I doubt that the absence of this previously anticipated supply has been factored into uranium's current price. Keep in mind that the 2007 uranium price spike to $137/lb was probably due in part to flooding and production delays at Cameco's Cigar Lake mine in Canada-the world's largest undeveloped high-grade uranium deposit. Mine commissioning is now expected mid-2013.
Annual uranium demand is ~180 million pounds (180 Mlb) with ~140 Mlb mined. Much of that ~40-Mlb supply shortfall has been made up for by the Megatons to Megawatts program, wherein uranium from Russia's nuclear warheads is recycled. This program is scheduled to end later this year, further straining global uranium supply.
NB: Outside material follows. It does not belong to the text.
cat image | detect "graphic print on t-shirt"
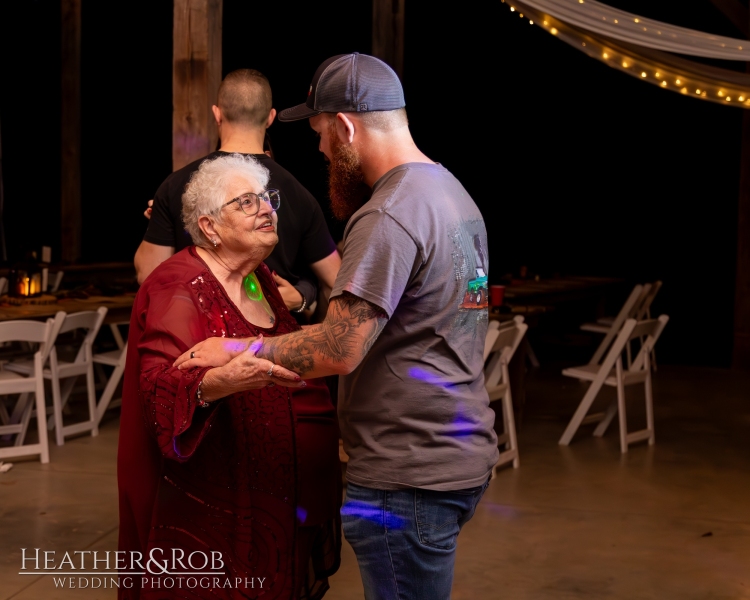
[451,220,489,312]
Uranium mining is highly regulated and even if the price spiked again, it would take years to put those deferred mines into production. In addition, the TSX Venture market has been cut in half over the past two years, making it very tough for junior explorers to fund new projects. I'd be surprised if uranium prices weren't significantly higher a year from now.|pagebreak|
TER: Over the last few years, how has utilities' increased use of natural gas affected the price of uranium? How does uranium compare to traditional energy fuels and alternative energy sources in terms of efficiency?
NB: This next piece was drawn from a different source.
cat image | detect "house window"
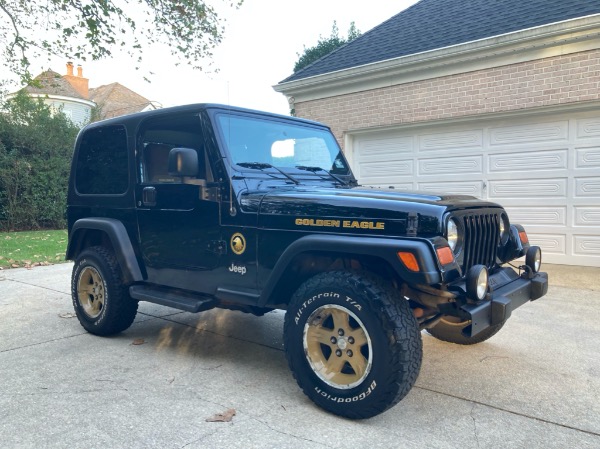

CM: Traditional energy fuels such as coal, oil and natural gas are substitutes, in that a cheaper fossil fuel can often be used when another becomes expensive. But it takes time and costs millions for a utility to switch, and you still end up burning an inefficient fuel that pollutes the air. Uranium is a metallic chemical element that is extremely energy dense, making it a very inexpensive fuel. Uranium is also the only commercially available fuel source for nuclear power plants. Unlike fossil fuel-burning power plants, nuclear power plants do not emit harmful gasses, and all the spent nuclear fuel produced for one person's lifetime would fit in one soda can, about 2 lb of waste. A typical US power plant for a city of one million people might burn 9,000 tons of coal or 40,000 barrels (bbl) of oil per day. For a nuclear power plant this might take 7 lbs of uranium. At $90/barrel oil and $43/lb uranium, the daily fuel cost works out to $3,600,000 for oil versus $301 for uranium.
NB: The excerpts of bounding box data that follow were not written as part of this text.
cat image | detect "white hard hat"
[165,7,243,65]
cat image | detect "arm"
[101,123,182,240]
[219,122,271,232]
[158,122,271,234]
Fuel costs are not the major concern for nuclear power utilities, even if uranium prices went up ten-fold. Capital costs and interest rates are the larger obstacles. Nuclear power plants are designed to last decades, but they can't switch fuel sources, so securing long-term uranium supply is important.
In addition to being efficient, nuclear power is also reliable. This is where nuclear energy even trumps renewables. The world's largest net exporter of electricity is France, which produces around 80% of its power from nuclear reactors. Italy is next door, has no nuclear reactors, and is the world's largest importer of electricity. Germany shut down some reactors and now imports more electricity. When there's no wind in the U.K. to turn the turbines, electricity is sent via the Chunnel.
Alternative energy from renewable sources produces around 16% of the world's energy, from wind, solar, geothermal, hydroelectricity, biomass and others-combined. This is small, but it's growing and needs to be part of the world's future energy mix.
Renewables have advantages in certain situations, but also disadvantages. These range from higher footprints and capital costs, to lower efficiency and reliability. I see nuclear power and uranium as the "sustainability bridge" that will allow for a transition away from burning dirty fossil fuels, while buying time for renewable energy forms to become a competitive alternative.